Your reply is to narrate a history of these dead particles. The irony is, you write with the air that I'm the odd man out here. The truth is that all theologians, except perhaps a dozen, have probably been in consensus with me that:
....Sentience won't arise from dead particles, no matter how you assemble them.
....ERGO, a person must be an innately sentient reality, usually termed a "soul".
You say I would understand how sentience arises from dead particles if I had only:
studied Lynne R. Baker's constitution view fairly and honestly (which is why I included those kinds of citations). For example, "
Why Constitution is Not Identity," (PDF)
Journal of Philosophy, vol. 94, no. 12 (1997): 599-621.
You realize the implausibility of what you're suggesting, right? You're saying that if ALL THESE THEOLOGIANS had simply read Lynne Baker's article (and maybe a few others like it), they would suddenly side with you - they would believe that consciousness can "emerge" from dead particles. The problem, then, in your view, is that these theolgians just haven't done their homework.
I don't see why I should have to master 22 pages of Lynne Baker's technical writing to get some inkling of your position. I browsed the article. It discusses the dead particles of a statue for 22 pages. I understand you want to cite her arguments in support of your "emergent" theory of consciousness. (This vein of thinking was incredibly obvious from my initial exchanges with you).
What emerges from varying arrangements of the dead particles of this dead statue?
...(1) Different possible perspectives. For example some assemblies probably should not be called art. But since this is subjective, it's moot here.
...(2) Different physical manifestations. For example an arrangement of particles into "kidneys" is very useful.
At least #2 is objective, but it hardly gets us any closer to self-awareness, self-consciousness, personhood, passibility, moral agency. OBVIOUSLY, if you rearrange matter, this will vary the kind of physical impacts it has upon its environment (and thus allow us to observe it undergoing changes in color, texture, temperature, etc). Nobody disputes that. But to claim that something wholly new - a PSYCHE - "emerges"? That is a HUGE leap of faith that neither I myself as a layman, nor most theologians as professionals, are able to make.

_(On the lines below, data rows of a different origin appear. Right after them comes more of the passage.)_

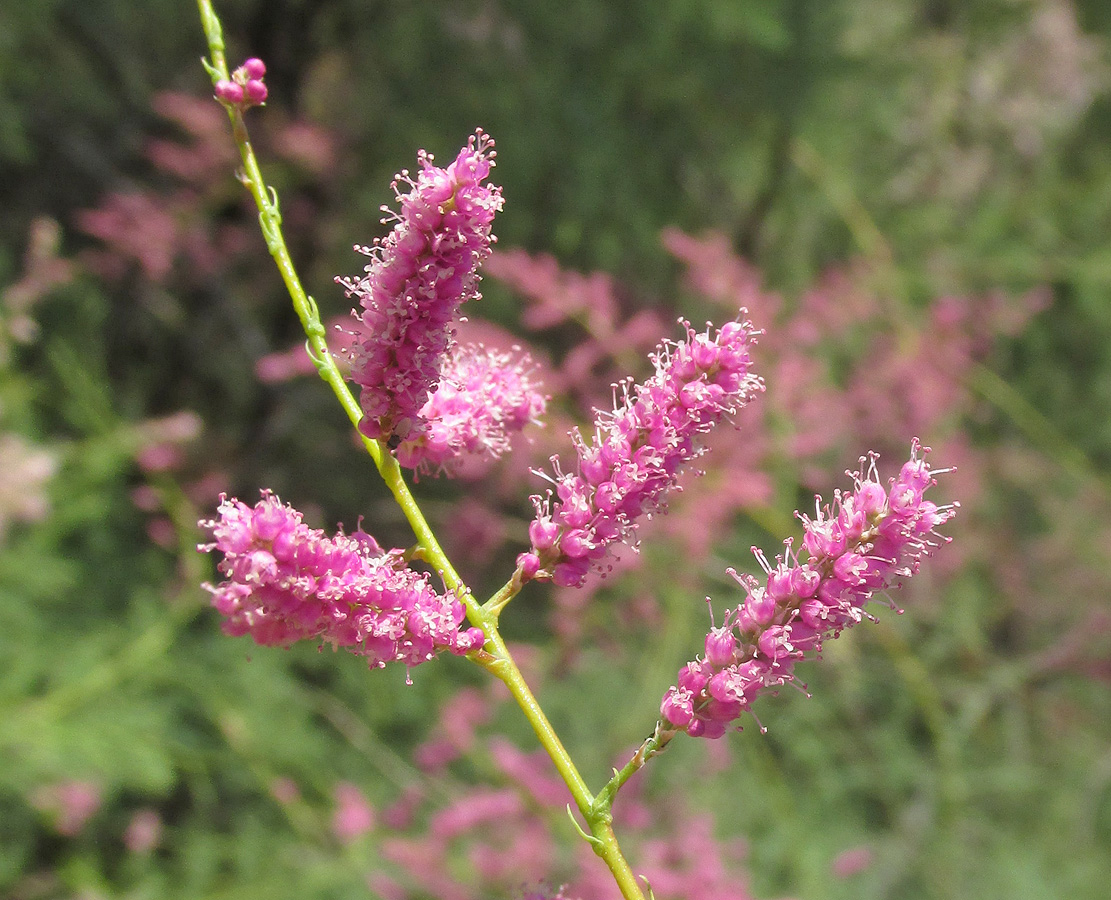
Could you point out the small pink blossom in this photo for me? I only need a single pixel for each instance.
(69, 805)
(244, 88)
(353, 816)
(482, 399)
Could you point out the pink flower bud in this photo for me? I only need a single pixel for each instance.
(256, 91)
(253, 68)
(229, 92)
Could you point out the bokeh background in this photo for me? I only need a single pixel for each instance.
(913, 199)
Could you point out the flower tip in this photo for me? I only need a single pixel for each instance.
(254, 68)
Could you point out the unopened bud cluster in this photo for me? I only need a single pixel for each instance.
(483, 397)
(861, 546)
(246, 87)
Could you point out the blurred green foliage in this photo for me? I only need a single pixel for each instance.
(957, 147)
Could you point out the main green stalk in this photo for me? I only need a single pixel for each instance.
(494, 657)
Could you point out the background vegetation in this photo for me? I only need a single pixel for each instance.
(924, 187)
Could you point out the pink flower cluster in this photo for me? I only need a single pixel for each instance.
(246, 88)
(419, 276)
(638, 451)
(287, 582)
(483, 397)
(863, 545)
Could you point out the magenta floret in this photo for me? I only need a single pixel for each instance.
(286, 582)
(483, 398)
(863, 545)
(639, 450)
(419, 276)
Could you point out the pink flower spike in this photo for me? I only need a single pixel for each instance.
(418, 277)
(640, 448)
(867, 542)
(286, 581)
(483, 398)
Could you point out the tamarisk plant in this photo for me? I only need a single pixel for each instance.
(426, 403)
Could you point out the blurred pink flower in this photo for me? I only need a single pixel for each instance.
(69, 805)
(353, 816)
(143, 832)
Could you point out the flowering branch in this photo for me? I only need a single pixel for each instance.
(494, 656)
(424, 403)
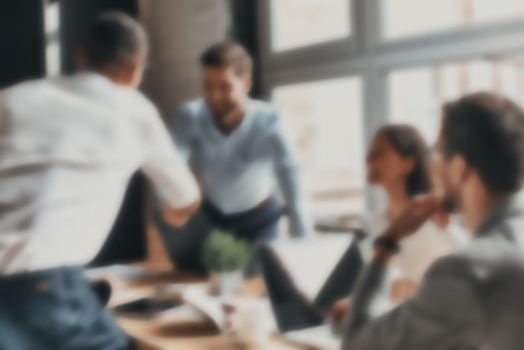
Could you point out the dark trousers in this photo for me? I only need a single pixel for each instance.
(184, 245)
(55, 309)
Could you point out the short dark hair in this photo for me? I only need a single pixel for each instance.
(113, 41)
(487, 130)
(228, 54)
(409, 143)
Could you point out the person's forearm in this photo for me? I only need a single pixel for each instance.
(179, 216)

To make matters worse, that article isn't even a discussion of sentience or consciousness. I can't even find those two terms in the article. All it does is discuss the dead particles of a dead statue. In the final paragraph, she makes a plug for sentience when she implies that, if "kidneys" can emerge, than perhaps "persons" could emerge as well. That's seems like a pathetically stupid inference. I mean, even if it were true, her discussion of a dead statue has likely done little or nothing to bolster that conclusion.
I'm glad you see fit to terminate this discussion. Seems like a waste of my time.